The upper part of the icon, where the Lord is in glory, at the same time announces Christ the Great Judge, that is, the central composition of the Last Judgment, where he is shown in the same position. This is not accidental, but an eschatological vision based on the Second Coming of Christ. That is why, in the Syrian variants, it is possible to meet two apocalyptic signs, the sun and the moon. Sometimes, the gates of Paradise are shown above Christ, which is based on the 23rd Psalm of David (Ps. 23: 7-10), which is directly related to one liturgical passage of the litany. It is another link between Old Testament prophecy and the life of Christ.

The second part of the icon, the lower part, shows a group of apostles in the center of which is the Mother of God. The presence of the Mother of God is not mentioned in the canonical scriptures, but it exists in the church tradition:

“Rejoice, Mother of our Lord, for with the apostles you saw him go to Paradise” (9th Ode to the Canon). It is shown in the vertical axis of Christ and is in a prayerful, plowing position. The Mother of God is surrounded by apostles divided into two groups. Their positions are different and very alive, which is in great contrast to the Mother of God, who is completely immobile.


Ascension of Christ, Greek icon, 17th century; Melkite icon, 17th century, Yousef Al-Musafer of Aleppo

Heavenly and earthly Church

The meaning of this group is liturgical and symbolizes the Church, in the spiritual sense, which is beautifully expressed through several details. St. Paul is present, although, according to historical records, he was not among the apostles during Christ’s earthly life (Acts 8-9). Also, Matthias was chosen among the apostles after Christ’s Ascension (Acts 1: 23-26), because Judas Iscariot killed himself the same morning when Christ was condemned (Matthew 27: 1-5). Thus, the Mother of God became the symbol of the temple of the incarnate Word, the personification of the Church of the body of the Lord (Eph. 1: 22-23). Her prayerful attitude points to the role of the Church as a link with the Lord through prayer and purity. From the 14th century, in Byzantium, the Mother of God was depicted with her hands down, which suggested spiritual harmony and balance.

The apostles, who see the Mother of God and Christ, complete this personification and, at the same time, continue the teaching of the Lord – establishing the role of the Church and preparing for the Second Coming of Christ. This eschatological attitude is also emphasized by the presence of two angels next to the Mother of God, who point to Christ, reminding him that he will return in the same way as he ascended to heaven (Acts 1:11). We find them for the first time on a fresco in Bavit, Egypt, and that detail belongs to a Syrian source.
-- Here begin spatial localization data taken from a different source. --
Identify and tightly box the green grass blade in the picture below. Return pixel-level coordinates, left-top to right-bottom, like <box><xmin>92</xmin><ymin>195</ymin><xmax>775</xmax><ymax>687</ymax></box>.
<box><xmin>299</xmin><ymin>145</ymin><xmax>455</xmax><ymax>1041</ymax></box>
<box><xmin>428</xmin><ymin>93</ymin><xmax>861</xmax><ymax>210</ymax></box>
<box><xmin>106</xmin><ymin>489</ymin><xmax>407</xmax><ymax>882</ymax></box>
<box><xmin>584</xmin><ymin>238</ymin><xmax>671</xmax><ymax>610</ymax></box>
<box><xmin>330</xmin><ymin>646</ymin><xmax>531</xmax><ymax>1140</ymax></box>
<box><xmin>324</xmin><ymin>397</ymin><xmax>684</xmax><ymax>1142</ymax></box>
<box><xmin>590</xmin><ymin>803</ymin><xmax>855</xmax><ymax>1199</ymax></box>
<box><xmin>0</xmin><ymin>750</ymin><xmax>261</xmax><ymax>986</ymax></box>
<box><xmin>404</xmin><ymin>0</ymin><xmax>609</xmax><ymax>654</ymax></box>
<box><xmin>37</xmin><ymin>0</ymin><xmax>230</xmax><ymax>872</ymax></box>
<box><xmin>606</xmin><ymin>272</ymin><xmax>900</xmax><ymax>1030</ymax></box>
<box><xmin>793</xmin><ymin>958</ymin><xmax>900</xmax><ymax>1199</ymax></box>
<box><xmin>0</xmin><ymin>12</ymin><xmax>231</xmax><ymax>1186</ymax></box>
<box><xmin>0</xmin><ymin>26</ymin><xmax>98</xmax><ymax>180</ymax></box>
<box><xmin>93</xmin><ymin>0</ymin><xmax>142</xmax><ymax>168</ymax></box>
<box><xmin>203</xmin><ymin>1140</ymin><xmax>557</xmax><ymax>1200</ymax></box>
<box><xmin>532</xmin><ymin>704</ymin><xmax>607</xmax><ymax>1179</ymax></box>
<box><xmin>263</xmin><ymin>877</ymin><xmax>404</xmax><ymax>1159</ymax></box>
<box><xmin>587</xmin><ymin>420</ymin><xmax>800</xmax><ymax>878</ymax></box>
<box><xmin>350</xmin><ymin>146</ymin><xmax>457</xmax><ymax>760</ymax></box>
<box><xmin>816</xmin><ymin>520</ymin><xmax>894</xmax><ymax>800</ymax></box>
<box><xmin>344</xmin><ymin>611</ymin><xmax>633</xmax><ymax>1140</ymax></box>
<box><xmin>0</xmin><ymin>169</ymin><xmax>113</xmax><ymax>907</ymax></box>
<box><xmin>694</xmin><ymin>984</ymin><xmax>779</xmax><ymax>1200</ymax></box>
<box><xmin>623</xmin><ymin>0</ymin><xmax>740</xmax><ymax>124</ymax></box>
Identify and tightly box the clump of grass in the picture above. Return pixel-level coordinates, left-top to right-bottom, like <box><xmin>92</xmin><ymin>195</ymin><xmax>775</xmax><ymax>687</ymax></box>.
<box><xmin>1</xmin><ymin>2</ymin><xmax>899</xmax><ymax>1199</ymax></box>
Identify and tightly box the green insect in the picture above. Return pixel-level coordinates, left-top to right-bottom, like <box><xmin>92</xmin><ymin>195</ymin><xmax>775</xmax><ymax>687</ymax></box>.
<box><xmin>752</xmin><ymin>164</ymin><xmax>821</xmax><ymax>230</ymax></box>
Ascension of Christ, Russian icon, 19th century

The area in which the event takes place is the Mount of Olives (Acts 1: 11-12), a hill east of Jerusalem that has been considered a holy place since ancient Israel (2 Sam. 15: 30-32 / Ezek. 11:23). ). On one of its southern slopes, Solomon had stelae and holy pillars erected in honor of Astrata, Chemosh, and Milcom. Then Josiah, king of Judah, had it all destroyed (2 Kings 23:13). The place of the Ascension, the Mount of Olives, is also inseparable from the most important dramatic events of Holy Week.

The Ascension of the Lord is an event whose meaning is liturgical, apologetic and didactic, and is therefore rich in parallels with the Old Testament. Numerous coincidences, prefigurations and typological elements testify to this: the ascension of Enoch (Gen. 5:24), the ascension of Elijah (2 Kings 11-13), the song of Moses before death (Deuteronomy 32:11), God addresses the people (Isa. 66, 1) and several psalms of David. All these elements, whose meaning is eschatological, make the Ascension one of the most important acts of the Lord, and also one of the Great Feasts of the Orthodox Church.